How to Use a Blog to Grow Your Business

There are not enough hours in the day for you to meet each person, to cover each networking event, to plan, to produce and deliver your product and service. Marketing may be at the very bottom of your list – and suffering from a dangerous lack of attention. And, if you’re a solopreneur, it’s all up to you. It’s a shame you can’t walk through a copier and make a few clones of yourself, right? Well, you can. You can speak to your customers through a blog while you’re also doing all the other things to get your business going and keep it flying. It’s like making a copy of yourself. The blog never has to sleep or eat or take a coffee break. It’s always there, waiting to be found, and if you’ve grown up with the Internet, it’s how you’re finding people and businesses and the things you want to know anyway.

So, how does one use a blog to grow their business? Here are 6 techniques I’ve found to growing business with blogging.

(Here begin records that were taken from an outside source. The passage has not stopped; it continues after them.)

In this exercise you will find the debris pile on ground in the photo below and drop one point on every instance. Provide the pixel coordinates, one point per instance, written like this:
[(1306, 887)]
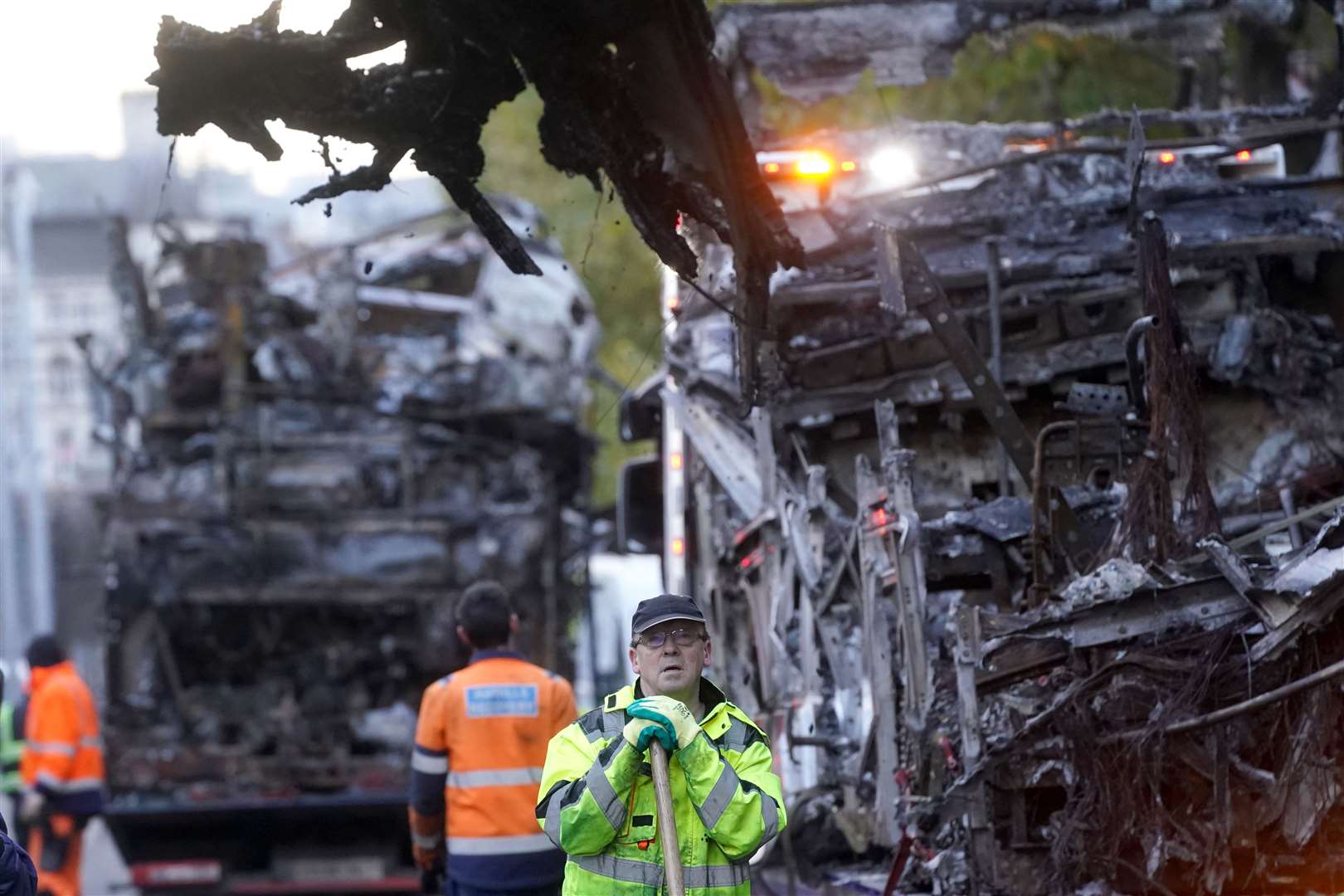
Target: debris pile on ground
[(311, 455)]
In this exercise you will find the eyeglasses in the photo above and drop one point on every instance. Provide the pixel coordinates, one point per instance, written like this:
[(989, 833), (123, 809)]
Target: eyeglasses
[(680, 637)]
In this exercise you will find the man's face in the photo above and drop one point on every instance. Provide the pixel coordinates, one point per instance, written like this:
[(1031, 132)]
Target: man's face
[(672, 666)]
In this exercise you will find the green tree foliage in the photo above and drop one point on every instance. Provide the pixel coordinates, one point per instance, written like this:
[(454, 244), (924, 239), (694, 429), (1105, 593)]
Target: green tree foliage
[(620, 271), (1034, 75)]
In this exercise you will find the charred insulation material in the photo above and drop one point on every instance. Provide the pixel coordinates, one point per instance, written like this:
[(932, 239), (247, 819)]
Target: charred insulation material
[(1034, 558)]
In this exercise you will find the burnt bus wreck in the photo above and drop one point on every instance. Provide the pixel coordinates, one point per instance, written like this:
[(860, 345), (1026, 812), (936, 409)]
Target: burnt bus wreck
[(1035, 551), (311, 462)]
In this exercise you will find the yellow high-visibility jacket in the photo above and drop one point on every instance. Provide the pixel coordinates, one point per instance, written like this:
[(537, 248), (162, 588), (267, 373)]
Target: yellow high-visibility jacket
[(597, 802)]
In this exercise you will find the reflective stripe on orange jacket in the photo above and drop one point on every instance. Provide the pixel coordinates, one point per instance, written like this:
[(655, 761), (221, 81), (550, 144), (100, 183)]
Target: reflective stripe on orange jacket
[(480, 746), (62, 751)]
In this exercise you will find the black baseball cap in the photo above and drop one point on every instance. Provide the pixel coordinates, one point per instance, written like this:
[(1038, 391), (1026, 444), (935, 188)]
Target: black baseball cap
[(663, 609)]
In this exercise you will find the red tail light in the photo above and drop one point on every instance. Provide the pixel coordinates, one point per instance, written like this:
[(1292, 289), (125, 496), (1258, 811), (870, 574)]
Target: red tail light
[(186, 872)]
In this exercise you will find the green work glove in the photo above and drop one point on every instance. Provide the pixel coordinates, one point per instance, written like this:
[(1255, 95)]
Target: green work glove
[(678, 724), (641, 731)]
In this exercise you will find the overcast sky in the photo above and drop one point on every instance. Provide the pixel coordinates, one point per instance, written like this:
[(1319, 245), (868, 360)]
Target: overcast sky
[(65, 63)]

Deliver value before they buy

The most frustrating blog posts are the ones that begin with a compelling title, “How to Lose 5 Pounds in 2 Weeks” and then after a few paragraphs of why it’s important to maintain a healthy weight they end with a link to a “paid” report that you have to buy to learn how to lose 5 pounds in 2 weeks. Arghh! Especially in this day and age, customers will rarely buy from you if they don’t find you credible, and they will use the value you provide on your blog as a factor in deciding if they want to buy from you. And that means you need to deliver value to them before they buy. If you’re a business coach, you can provide useful articles like this one on how to grow your business. If you’re a chiropractor or wellness expert, you can provide articles about relaxation techniques you can do while sitting at home. If you’re a realtor, you can provide articles like how to find out about schools in the area and how they are doing. These are all examples of providing value before they buy.

Stay on message

Do you know your niche? Then write to it! If not, there’s no time like the present to decide what your unique offering is and who your ideal client is. This is important! Get some help with this if you need it. Get out the trusty old business plan and review it as often as you write. Use it to keep you on target. If you’re a realtor, your blog’s power is diminished when you stop offering posts of relevance to people interested in buying or selling a home. If you’re a social media marketing expert, your blog’s power is diminished when you write a post about the latest Tom Clancy novel.

It is okay and wonderful to use “off-message” concepts and ideas that you relate to an on-message topic, like a post on the “Top 3 Things Small Businesses can Learn from the Avatar movie.” But, you need to remember that the on-message topic is most important, and consistently writing on-message will build your credibility and authority with your future customers.

Blog consistently and frequently

A blog that is updated once every few weeks or once a month will simply fail to gain (or hold) onto readership. Google will not rank highly websites with stale blogs. Frequent updates are important to the search engine’s algorithms. Frequent updates are also key for the people that you want to attract to your business. Simply, it is the rare blog that can hold onto readership when the blogger posts irregularly and infrequently. To have an effective blog, with a growing readership, you must commit to a plan, you must make blogging a regular part of your marketing plan and campaigns. Several times a week is a minimum. Daily is best. Try an experiment. Switch to daily or nearly daily blogging for two weeks and then evaluate your site’s traffic and stickiness (how often people stay around) – I bet you’ll see a positive difference from frequent blogging!

Write a compelling title

Cute titles are fun to write (and I’ve written many) but they are unlikely to draw in new readers. The blog post title are some of the most valuable keywords – the search engines rank the titles highly – so when you choose a title, choose a title that you think your prospective customers might search for. Examples are “How to Use a Blog to Grow Your Business,” or “Which Mill Creek Schools are the Best?” If appropriate, include a placename (e.g. Mill Creek) since a lot of people have learned to narrow their search results by including towns and cities in their searches. Yes, the occasional play-on-words title is great to mix things up, but the meat and potatoes of your titles needs to be food for the search-engine.

Spread the love

Find and visit sites of related businesses and devote some time to staying abreast of what they’re doing. Use a aggregator like Google Reader or FeedReader to make it easy to stay on top of a couple blogs. And then, spread the love. Post comments to those blogs and provide feedback on their articles. Be sure to include your URL and avatar so readers of the blog (and the blogger themselves) can come find your business. It’s like networking without even having to be there!

Make Your products and services visible

You are not blogging for blogging’s sake. To translate all those wonderful visitors into customers, you need to make it easy for them, when they are ready, to take the next step. In a visible but not annoying way, the pages with your blog posts also need to provide compelling blurbs and links to your products and services, to your special upcoming events and promotions. Make it so when they are ready to buy, they can simply do so.

A Call To Action

OK, you’ve got some valuable information here. When are you going to act on it? How about today?! With these six techniques you can use your blog to build attention and following for your business and establish your credibility and authority in your niche. And with that, by having your product or service visible, you can convert those loyal blog followers into loyal customers and grow, grow, grow! Don’t put this off another day.